E é isto que é preciso compreender. Quando as AAA cobravam entre três e cinco milhões de dólares para assegurar um poço, gastavam em resseguros cerca de um milhão, transformando todo o resto em lucro. Houve anos em que se perfuraram entre 50 e 70 poços. Só assim se percebe o acumular da fortuna da seguradora. As AAA eram uma mina de ouro que, além do mais, estava a ser muita bem explorada.

A pergunta que aqui é pertinente e que ninguém quer fazer é: de quem é a culpa? Quem entregou o pote de mel ao gatinho do laço vermelho? E quais as razões para essa entrega tão dedicada e afeiçoada? Será que foi o PCA da Sonangol que, por sua obra e graça, tomou essa decisão? Terá sido o chefe do PCA? Ou foi uma decisão a nível de partido? A realidade é tão difícil de entender como foi de a desfazer. E quando em 2015-16 o então PCA da Sonangol decidiu mexer no assunto, caiu o Carmo e a Trindade.

As multinacionais fecharam os olhos e foram cúmplices no processo, porque tiravam benefícios directos desse malabarismo. Como é sabido, todas elas beneficiam da recuperação total do investimento (à excepção do empreiteiro dos blocos 9 e 21) com um ‘uplift’ (juro??) que varia entre 30 e 50 por cento. Com esse ‘uplift’, o empreiteiro gasta um milhão, porém recupera esse milhão adicionado de 300 a 500 mil. Ora, isso é um grande negócio para os empreiteiros que, por causa desse ‘uplift’, não se preocupam em poupar. Aliás, convém mesmo é gastar.

A Sonangol deveria fiscalizar essas operações, coisa que nunca fez pensando em Angola. Permitia-se às operadoras fazerem o que queriam desde que alguns contratos de serviços locais fossem cedidos aos fiscais e aos associados. Foi assim que se desenvolveram aqui, na nossa nguimbi, as operações petrolíferas mais caras do mundo. Todo o mundo sobrefacturava, só que ninguém acumulou tanto como as AAA. As AAA tinham o creme da nata.
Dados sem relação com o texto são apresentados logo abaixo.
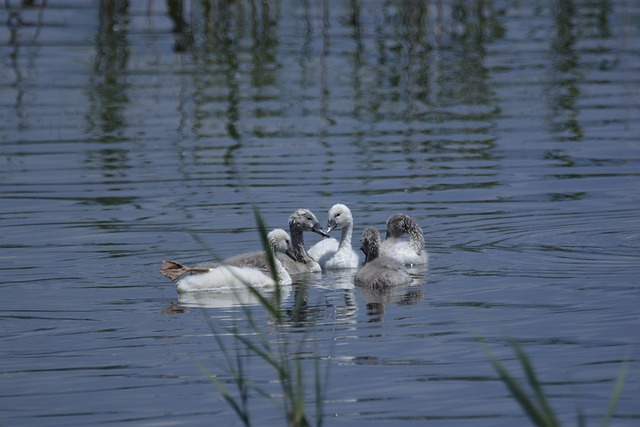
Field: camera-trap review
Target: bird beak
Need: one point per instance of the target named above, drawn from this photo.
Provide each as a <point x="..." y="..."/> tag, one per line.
<point x="290" y="254"/>
<point x="330" y="226"/>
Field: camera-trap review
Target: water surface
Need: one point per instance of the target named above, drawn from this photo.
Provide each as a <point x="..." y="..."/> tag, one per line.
<point x="131" y="132"/>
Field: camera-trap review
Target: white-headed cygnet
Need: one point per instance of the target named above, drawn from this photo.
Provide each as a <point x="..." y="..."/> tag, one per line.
<point x="379" y="271"/>
<point x="300" y="221"/>
<point x="409" y="252"/>
<point x="250" y="268"/>
<point x="330" y="254"/>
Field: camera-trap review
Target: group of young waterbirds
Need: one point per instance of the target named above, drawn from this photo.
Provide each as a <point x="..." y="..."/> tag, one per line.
<point x="384" y="263"/>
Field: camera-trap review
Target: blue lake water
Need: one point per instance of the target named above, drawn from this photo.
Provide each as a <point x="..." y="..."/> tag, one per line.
<point x="132" y="132"/>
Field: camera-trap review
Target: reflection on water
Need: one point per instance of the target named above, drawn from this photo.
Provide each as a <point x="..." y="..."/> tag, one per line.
<point x="132" y="131"/>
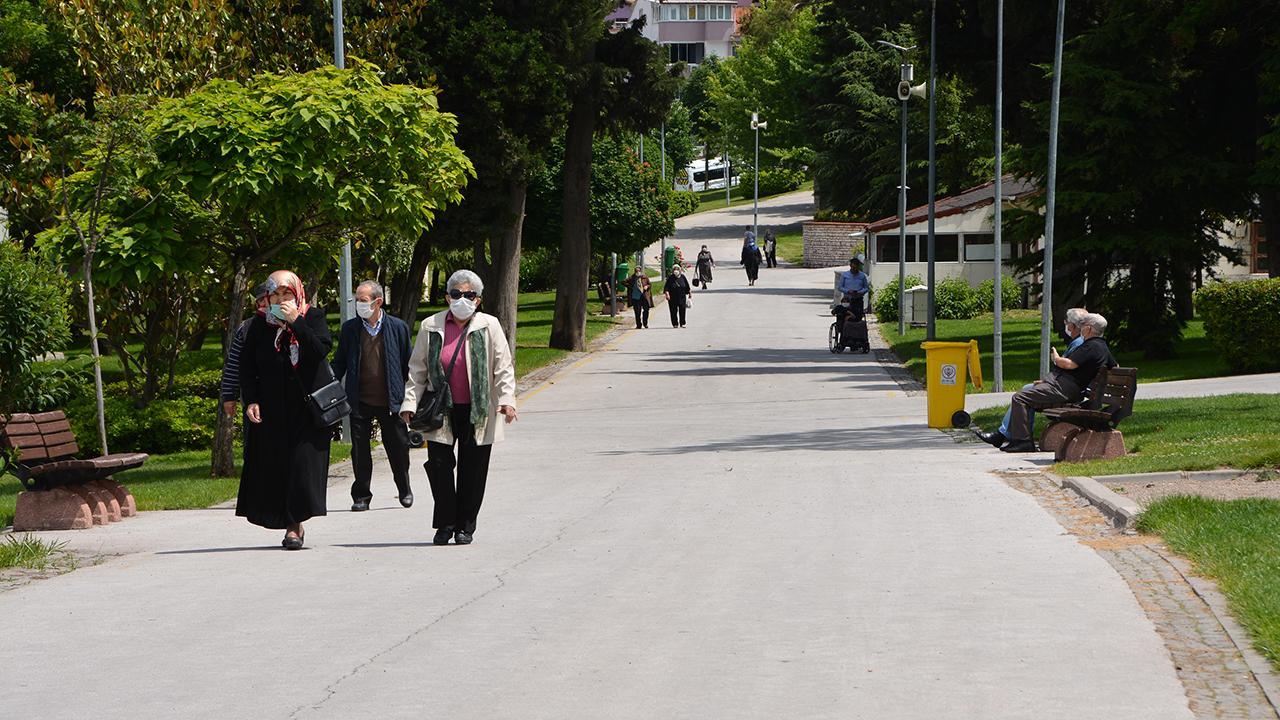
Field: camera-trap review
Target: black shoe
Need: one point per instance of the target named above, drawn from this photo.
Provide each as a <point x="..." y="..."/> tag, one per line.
<point x="996" y="438"/>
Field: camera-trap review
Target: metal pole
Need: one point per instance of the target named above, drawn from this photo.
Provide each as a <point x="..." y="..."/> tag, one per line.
<point x="901" y="220"/>
<point x="933" y="176"/>
<point x="348" y="308"/>
<point x="999" y="341"/>
<point x="1050" y="190"/>
<point x="755" y="204"/>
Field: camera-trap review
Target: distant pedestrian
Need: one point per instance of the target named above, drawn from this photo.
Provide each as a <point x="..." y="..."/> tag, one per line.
<point x="750" y="260"/>
<point x="228" y="390"/>
<point x="704" y="267"/>
<point x="286" y="455"/>
<point x="676" y="290"/>
<point x="373" y="363"/>
<point x="479" y="386"/>
<point x="640" y="296"/>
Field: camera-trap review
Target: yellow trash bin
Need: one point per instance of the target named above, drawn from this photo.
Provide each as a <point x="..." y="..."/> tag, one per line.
<point x="945" y="382"/>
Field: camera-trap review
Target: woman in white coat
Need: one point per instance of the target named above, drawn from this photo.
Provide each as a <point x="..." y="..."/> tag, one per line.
<point x="480" y="387"/>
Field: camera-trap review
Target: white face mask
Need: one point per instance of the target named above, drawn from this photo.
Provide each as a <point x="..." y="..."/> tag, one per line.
<point x="462" y="308"/>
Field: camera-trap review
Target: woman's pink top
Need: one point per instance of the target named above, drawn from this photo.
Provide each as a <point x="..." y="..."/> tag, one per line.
<point x="458" y="384"/>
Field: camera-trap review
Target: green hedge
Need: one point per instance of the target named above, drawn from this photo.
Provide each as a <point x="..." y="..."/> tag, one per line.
<point x="1242" y="319"/>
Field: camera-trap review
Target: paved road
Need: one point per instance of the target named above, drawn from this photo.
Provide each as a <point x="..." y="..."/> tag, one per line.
<point x="716" y="522"/>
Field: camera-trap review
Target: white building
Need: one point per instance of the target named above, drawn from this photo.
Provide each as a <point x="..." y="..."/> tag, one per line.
<point x="690" y="30"/>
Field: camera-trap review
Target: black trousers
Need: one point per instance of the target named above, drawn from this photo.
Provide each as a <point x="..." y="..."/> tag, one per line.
<point x="458" y="495"/>
<point x="676" y="305"/>
<point x="641" y="309"/>
<point x="394" y="440"/>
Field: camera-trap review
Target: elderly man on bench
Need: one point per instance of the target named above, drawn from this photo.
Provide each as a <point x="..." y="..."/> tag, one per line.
<point x="1065" y="384"/>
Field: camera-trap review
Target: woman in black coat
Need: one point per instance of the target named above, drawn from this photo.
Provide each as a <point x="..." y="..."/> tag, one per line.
<point x="286" y="456"/>
<point x="676" y="291"/>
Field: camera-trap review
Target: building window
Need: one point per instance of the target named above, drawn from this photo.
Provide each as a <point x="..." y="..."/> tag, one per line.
<point x="691" y="53"/>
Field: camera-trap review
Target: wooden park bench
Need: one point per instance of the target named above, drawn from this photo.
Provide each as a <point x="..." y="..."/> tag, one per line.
<point x="1088" y="431"/>
<point x="63" y="492"/>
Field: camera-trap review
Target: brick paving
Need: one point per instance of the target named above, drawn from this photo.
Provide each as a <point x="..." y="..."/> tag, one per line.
<point x="1217" y="680"/>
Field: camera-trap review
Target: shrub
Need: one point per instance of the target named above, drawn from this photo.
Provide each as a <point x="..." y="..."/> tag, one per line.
<point x="682" y="204"/>
<point x="1242" y="319"/>
<point x="955" y="300"/>
<point x="1010" y="297"/>
<point x="165" y="425"/>
<point x="32" y="322"/>
<point x="885" y="300"/>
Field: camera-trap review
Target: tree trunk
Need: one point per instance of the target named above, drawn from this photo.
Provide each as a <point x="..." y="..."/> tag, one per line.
<point x="503" y="287"/>
<point x="97" y="356"/>
<point x="568" y="326"/>
<point x="224" y="436"/>
<point x="1269" y="200"/>
<point x="407" y="286"/>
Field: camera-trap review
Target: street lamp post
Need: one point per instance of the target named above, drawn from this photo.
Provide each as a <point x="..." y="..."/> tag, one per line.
<point x="347" y="309"/>
<point x="757" y="124"/>
<point x="904" y="94"/>
<point x="931" y="331"/>
<point x="999" y="340"/>
<point x="1051" y="195"/>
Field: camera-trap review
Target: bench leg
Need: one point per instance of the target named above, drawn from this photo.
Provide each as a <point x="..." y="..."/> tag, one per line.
<point x="123" y="497"/>
<point x="96" y="502"/>
<point x="51" y="510"/>
<point x="1056" y="436"/>
<point x="1095" y="445"/>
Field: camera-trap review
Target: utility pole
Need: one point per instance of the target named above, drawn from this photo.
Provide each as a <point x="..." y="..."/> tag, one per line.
<point x="931" y="331"/>
<point x="999" y="340"/>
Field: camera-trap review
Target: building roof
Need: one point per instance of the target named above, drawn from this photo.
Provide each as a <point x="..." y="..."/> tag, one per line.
<point x="967" y="200"/>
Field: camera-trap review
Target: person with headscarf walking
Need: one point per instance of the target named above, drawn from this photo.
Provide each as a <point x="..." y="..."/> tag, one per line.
<point x="640" y="296"/>
<point x="676" y="290"/>
<point x="750" y="260"/>
<point x="286" y="455"/>
<point x="479" y="386"/>
<point x="704" y="267"/>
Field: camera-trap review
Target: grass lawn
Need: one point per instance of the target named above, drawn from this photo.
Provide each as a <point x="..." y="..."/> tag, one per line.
<point x="167" y="482"/>
<point x="740" y="195"/>
<point x="1191" y="433"/>
<point x="1197" y="358"/>
<point x="1235" y="542"/>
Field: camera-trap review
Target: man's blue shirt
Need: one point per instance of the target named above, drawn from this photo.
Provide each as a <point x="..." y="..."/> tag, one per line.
<point x="850" y="282"/>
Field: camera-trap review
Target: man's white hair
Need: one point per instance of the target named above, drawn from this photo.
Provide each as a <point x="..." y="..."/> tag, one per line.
<point x="466" y="277"/>
<point x="1095" y="320"/>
Com tudo isto, quero dizer que a indústria nacional de petróleos sofreu (sofre?) da síndrome de facturação mangolê. Uns mais do que os outros, porém todos, e cada um à sua maneira, sobrefacturaram. E as coisas abrandaram um bocado com a crise que não nos quer abandonar, bem como a melhor gestão que a Sonangol teve em 2017. Só em 2017, a gestão que a Sonangol teve eliminou, em média, cerca de 20 por cento dessa gordura.

Por isso é que eu digo que ‘PeGeR’, quando o assunto é triste. E, para confundir, aparece agora a PGR a apropriar-se da propriedade das AAA, a única entidade que, pelos vistos, economizou alguns cobres, acusando-os de roubo. PeGeR porque a PGR acaba de dar mais um tiro nos pés sem primeiro verificar que não tinha botas à prova de balas. Como irá a PGR provar aos suíços que o kumbu, em nome do gatinho de laço vermelho, foi roubado sem questionar tudo o resto? Afinal de contas, as AAA não apontaram armas a ninguém. Não geriram orçamentos do Estado. Não pediram kilapis. Nem sequer era proibido transferir kumbu para o exterior do país. As AAA venderam um serviço que estava legitimamente autorizado a fazer. As AAA até estavam protegidas pelo Estado. As AAA apresentaram facturas aos seus clientes e esses pagaram as ditas facturas. Incluindo a própria Sonangol. As AAA cumpriram como empresa. E facturaram feio.

A acção da PGR vai tirar o que resta de confiança aos investidores que para cá queiram vir e assim matar o crescimento do país pelo menos até que essa confiança seja restabelecida. E isso vai levar anos.

E esse povo que não entende dessas malandrices, que luta todos os dias contra tudo e contra todos, ri-se, porque gosta de rir. PeGeR. A PGR precisa de melhorar a sua postura. E quem lá manda tem de deixar de querer ser o Trinitá. Só assim, iremos corrigir o que está mal e melhorar o que está bem. E quem ganhará é o povo. O futuro promete.